Seaweed is popular not only for its unique and delicious taste but also for the many health benefits it offers. But does dried seaweed retain all of its nutrients? This article will help you find out.
1. Seaweed
Seaweed has been used as both food and medicine for centuries, with various types ranging from larger kelp to smaller varieties. Today, seaweed is even more commonly used, especially in the cuisine of Asian cultures and coastal regions. It is typically available in dried form or with added special flavors. Eating seaweed also provides a range of valuable nutrients, making dishes healthier.
Dried seaweed undergoes a process of harvesting, processing, cleaning, and preparation following food safety standards to ensure the health of consumers.
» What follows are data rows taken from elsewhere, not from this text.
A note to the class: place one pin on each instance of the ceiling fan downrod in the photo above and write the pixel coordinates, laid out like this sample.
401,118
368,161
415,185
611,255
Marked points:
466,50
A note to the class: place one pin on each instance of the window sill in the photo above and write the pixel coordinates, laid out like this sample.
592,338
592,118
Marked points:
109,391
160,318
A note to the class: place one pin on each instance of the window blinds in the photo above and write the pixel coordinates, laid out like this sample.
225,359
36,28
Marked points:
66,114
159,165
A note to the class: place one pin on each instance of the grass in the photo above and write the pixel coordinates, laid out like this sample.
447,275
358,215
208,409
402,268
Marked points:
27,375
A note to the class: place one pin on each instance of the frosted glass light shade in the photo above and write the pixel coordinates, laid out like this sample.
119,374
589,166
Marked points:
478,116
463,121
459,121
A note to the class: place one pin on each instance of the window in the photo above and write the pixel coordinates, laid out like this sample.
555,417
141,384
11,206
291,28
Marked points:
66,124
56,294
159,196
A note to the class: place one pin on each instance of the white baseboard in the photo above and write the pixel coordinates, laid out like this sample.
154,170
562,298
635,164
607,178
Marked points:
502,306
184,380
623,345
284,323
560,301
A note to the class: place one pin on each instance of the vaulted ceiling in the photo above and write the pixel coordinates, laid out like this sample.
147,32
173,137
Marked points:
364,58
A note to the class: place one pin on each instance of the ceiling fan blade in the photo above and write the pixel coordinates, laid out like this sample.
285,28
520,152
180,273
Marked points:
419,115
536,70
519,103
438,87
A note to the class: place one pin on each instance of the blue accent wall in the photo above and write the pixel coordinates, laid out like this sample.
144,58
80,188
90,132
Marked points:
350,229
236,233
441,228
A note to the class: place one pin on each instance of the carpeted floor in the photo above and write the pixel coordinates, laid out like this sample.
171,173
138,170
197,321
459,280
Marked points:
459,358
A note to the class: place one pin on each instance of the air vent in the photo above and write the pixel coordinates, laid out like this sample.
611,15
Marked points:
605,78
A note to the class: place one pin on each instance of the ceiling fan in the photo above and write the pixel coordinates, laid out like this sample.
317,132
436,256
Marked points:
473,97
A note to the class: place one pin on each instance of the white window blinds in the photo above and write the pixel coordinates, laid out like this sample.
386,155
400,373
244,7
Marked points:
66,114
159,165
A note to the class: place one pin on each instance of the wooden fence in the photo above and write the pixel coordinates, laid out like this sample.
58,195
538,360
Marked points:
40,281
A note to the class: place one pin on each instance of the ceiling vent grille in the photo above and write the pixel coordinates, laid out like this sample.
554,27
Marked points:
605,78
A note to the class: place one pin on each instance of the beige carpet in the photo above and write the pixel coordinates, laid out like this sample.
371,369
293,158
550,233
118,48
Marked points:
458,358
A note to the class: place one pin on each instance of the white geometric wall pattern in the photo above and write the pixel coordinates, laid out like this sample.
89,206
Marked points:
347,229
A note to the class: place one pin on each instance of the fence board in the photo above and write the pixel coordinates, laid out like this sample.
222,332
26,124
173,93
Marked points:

2. Nutrients in dried seaweed
Dried seaweed contains many beneficial nutrients for health, such as carbohydrates, fiber, vitamins A, C, B2, and minerals.
Most of the calories in this seaweed come from carbohydrates, with 3g per serving. However, you will need more than that in your meal plan, so consider using seaweed with a food that contains healthy carbohydrates, such as rice, to meet your daily needs of 225 to 325 grams. This way, you will also consume 1g of protein, which is equivalent to 1.7 to 2.1% of your ideal intake.
2.1. Dried seaweed contains a high amount of sodium.
Is dried seaweed beneficial?
Dried seaweed contains 312 mg of sodium per serving. For a healthy person, up to 2,300 mg of sodium can be consumed, which accounts for 13.5% of the daily sodium intake. However, if you have high blood pressure or heart disease – or are at risk of developing heart disease – it is recommended to limit your sodium intake to 1,500 mg.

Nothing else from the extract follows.